Short-term use of narcotic analgesics (a few days) for post-surgical dental pain does not lead to drug addiction. Concern among some health professionals about the ability of chronic narcotic therapy (of weeks or months duration) to cause addiction in some patients is largely unfounded, but it is still the subject of debate.

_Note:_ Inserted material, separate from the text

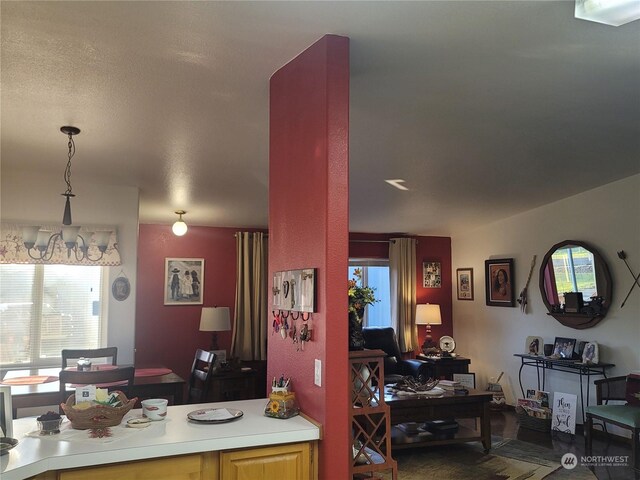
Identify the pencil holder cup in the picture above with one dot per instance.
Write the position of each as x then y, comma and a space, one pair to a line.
282, 403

Patients with allergies to codeine should avoid hydrocodone. Patients with allergies to acetaminophen should not consume the Vicodin or Lortab preparations.
Patients with allergies to aspirin, ibuprofen or other nonsteroidal anti-inflammatory drugs should avoid Vicoprofen. Allergic reactions can range from a mild rash to life-threatening closure of the airway and a fall in blood pressure.